Phosphinothricin (l-PPT), also known as glufosinate-ammonium, is the active ingredient in several non-selective herbicide products, such as Basta, Liberty, Finale, Buster and Herbiace. Because l-PPT is structurally similar to l-glutamate, it is able to bind to the active site of glutamine synthetase (GS) and act as a competitive inhibitor of the enzyme (Block et al., 1987; Wohlleben et al., 1988). GS is an essential enzyme in plant nitrogen metabolism, because it assimilates ammonium through the conversion of l-glutamate to l-glutamine. Ammonium is generated in a variety of metabolic processes and serves as the nitrogen donor for the biosynthesis of all nitrogenous organic compounds needed for plant growth and development (Crawford and Arst, 1993; Daniel-Vedele et al., 1998). The mechanism of l-PPT toxicity is believed to involve ammonia accumulation to phytotoxic levels, followed by the impairment of photosynthesis causing plant death (Wendler et al., 1990; Wehrmann et al., 1996; Dan Hess, 2000).
The bialaphos resistance (bar) and phosphinothricin acetyltransferase (pat) genes from Streptomyces hygroscopicus and S. viridochromogenes, respectively, encode the enzyme phosphinothricin acetyltransferase (PAT) which inactivates l-PPT by transferring the acetyl group from acetyl-coenzyme A (acetyl-CoA) to the free amino group of l-PPT, yielding N-acetyl-l-PPT (Thompson et al., 1987; Wohlleben et al., 1988; D’Halluin et al., 1992). The enzymes perform comparably in plants and are highly specific for l-PPT (Wehrmann et al., 1996). Crops resistant to l-PPT have been created with the bar and pat genes using Agrobacterium- and particle bombardment-mediated transformation, and are now widely grown.
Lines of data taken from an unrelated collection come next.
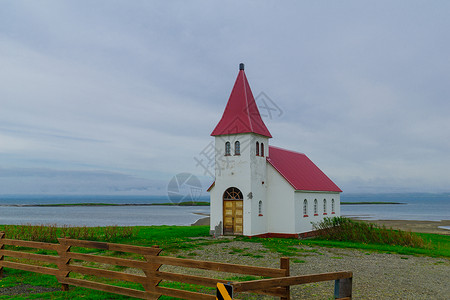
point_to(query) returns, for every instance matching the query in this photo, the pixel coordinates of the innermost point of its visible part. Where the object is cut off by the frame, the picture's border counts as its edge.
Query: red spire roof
(241, 114)
(300, 171)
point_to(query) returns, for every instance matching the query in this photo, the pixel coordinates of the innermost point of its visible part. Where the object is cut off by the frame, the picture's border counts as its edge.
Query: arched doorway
(233, 207)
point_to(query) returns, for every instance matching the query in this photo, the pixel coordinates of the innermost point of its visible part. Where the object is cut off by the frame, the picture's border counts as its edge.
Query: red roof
(300, 171)
(241, 114)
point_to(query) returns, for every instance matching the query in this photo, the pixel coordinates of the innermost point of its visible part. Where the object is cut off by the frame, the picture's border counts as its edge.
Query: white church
(262, 190)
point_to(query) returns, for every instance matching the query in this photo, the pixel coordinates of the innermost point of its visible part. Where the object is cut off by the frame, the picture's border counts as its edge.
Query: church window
(305, 208)
(315, 208)
(227, 148)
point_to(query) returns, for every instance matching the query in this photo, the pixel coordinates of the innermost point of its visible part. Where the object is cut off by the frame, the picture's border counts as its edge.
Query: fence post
(343, 288)
(150, 271)
(63, 262)
(2, 246)
(284, 265)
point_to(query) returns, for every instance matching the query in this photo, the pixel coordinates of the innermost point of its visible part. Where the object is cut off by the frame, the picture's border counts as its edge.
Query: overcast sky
(119, 96)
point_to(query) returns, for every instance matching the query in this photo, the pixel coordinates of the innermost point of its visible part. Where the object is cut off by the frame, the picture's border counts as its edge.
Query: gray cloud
(136, 88)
In addition to Arabidopsis, these include transgenic maize, rice, barley, oat, wheat and cotton (Fromm et al., 1990; Christou et al., 1991; Somers et al., 1992; Weeks et al., 1993; Akama et al., 1995; Cheng et al., 1997; Keller et al., 1997; Tingay et al., 1997). Furthermore, both the bar and pat genes are preferred plant-selectable marker genes in several plant species (Wehrmann et al., 1996). Among the herbicide-resistance genes, they are the most extensively used as selectable marker genes in the scientific literature (Miki and McHugh, 2004).
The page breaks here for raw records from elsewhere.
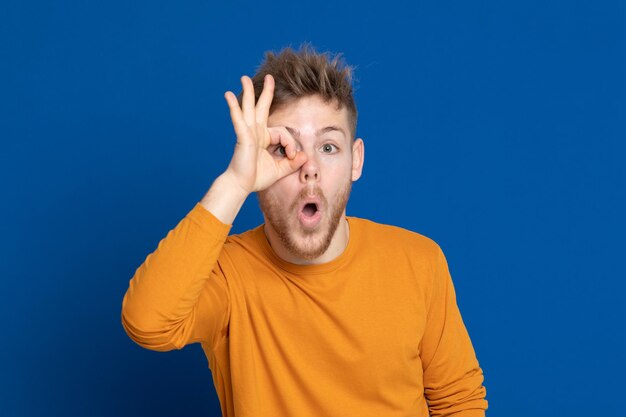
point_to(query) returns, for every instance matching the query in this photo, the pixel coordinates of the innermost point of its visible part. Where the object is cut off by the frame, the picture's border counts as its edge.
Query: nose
(310, 171)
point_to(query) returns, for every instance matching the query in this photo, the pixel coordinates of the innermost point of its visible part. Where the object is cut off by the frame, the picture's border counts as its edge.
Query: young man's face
(304, 212)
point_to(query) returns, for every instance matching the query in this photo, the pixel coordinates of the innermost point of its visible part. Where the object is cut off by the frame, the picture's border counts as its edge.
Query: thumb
(288, 166)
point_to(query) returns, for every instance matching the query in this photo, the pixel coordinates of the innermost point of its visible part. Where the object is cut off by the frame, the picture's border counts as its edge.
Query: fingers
(279, 135)
(288, 166)
(265, 100)
(235, 114)
(247, 101)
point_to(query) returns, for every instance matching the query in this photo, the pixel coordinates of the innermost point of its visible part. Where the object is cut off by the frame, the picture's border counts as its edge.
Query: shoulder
(389, 237)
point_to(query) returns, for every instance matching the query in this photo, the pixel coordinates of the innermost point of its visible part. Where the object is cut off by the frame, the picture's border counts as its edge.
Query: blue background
(496, 128)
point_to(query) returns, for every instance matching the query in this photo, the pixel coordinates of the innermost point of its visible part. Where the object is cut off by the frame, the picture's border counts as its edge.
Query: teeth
(309, 209)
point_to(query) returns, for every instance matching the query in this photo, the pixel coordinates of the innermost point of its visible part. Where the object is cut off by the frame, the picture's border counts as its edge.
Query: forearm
(157, 311)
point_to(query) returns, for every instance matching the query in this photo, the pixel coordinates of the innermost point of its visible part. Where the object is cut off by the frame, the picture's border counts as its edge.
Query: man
(313, 313)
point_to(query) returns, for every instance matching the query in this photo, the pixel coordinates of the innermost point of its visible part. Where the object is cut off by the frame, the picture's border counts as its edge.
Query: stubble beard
(302, 243)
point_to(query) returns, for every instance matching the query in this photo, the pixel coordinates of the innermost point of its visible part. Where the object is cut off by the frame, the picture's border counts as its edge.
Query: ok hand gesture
(253, 167)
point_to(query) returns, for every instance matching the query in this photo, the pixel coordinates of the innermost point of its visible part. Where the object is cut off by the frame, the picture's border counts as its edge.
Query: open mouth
(309, 209)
An understanding of the unintended effects of genes (Cellini et al., 2004), such as pat or bar, is essential for a true comparison of transgenic plants with their non-transgenic progenitors. The functional analyses of unknown genes in transgenic plants in which pat or bar have been co-transformed and co-expressed as selectable marker genes are dependent on this knowledge. Studies with other selectable marker genes and reporter genes have shown that the insertion and expression of neomycin phosphotransferase type II (nptII) for kanamycin resistance and UidA for β-glucuronidase (GUS) reporter activity do not produce unintended effects on the transcriptome of Arabidopsis plants under normal growth conditions or under abiotic stresses, such as heat, cold, salt and drought (El Ouakfaoui and Miki, 2005). These data show that transgenic plants created with these marker genes are transcriptionally identical to non-transgenic plants. Comparable data are needed for each marker gene used in the study of transgenic plants.
The effects of the pat and bar genes on the transcriptome have not yet been investigated in the presence or absence of l-PPT. Therefore, a large number of questions related to the detailed mechanism of action, the range of pleiotropic effects and the progression of events following exposure to l-PPT remain largely unanswered, despite the widespread use of the genes and herbicides containing l-PPT. In this work, we used the Affymetrix ATH1 GeneChip to profile global gene expression patterns associated with the insertion and expression of the bar gene in the model plant Arabidopsis thaliana. We found that the expression and insertion of the bar gene produced changes in global gene expression in both the absence and presence of l-PPT. We report the identification of genes that are differentially expressed between wild-type (WT) and bar-expressing plants in response to 6-h and 48-h treatments with glufosinate-ammonium, providing new knowledge on the mechanisms behind l-PPT toxicity and plant responses to its presence.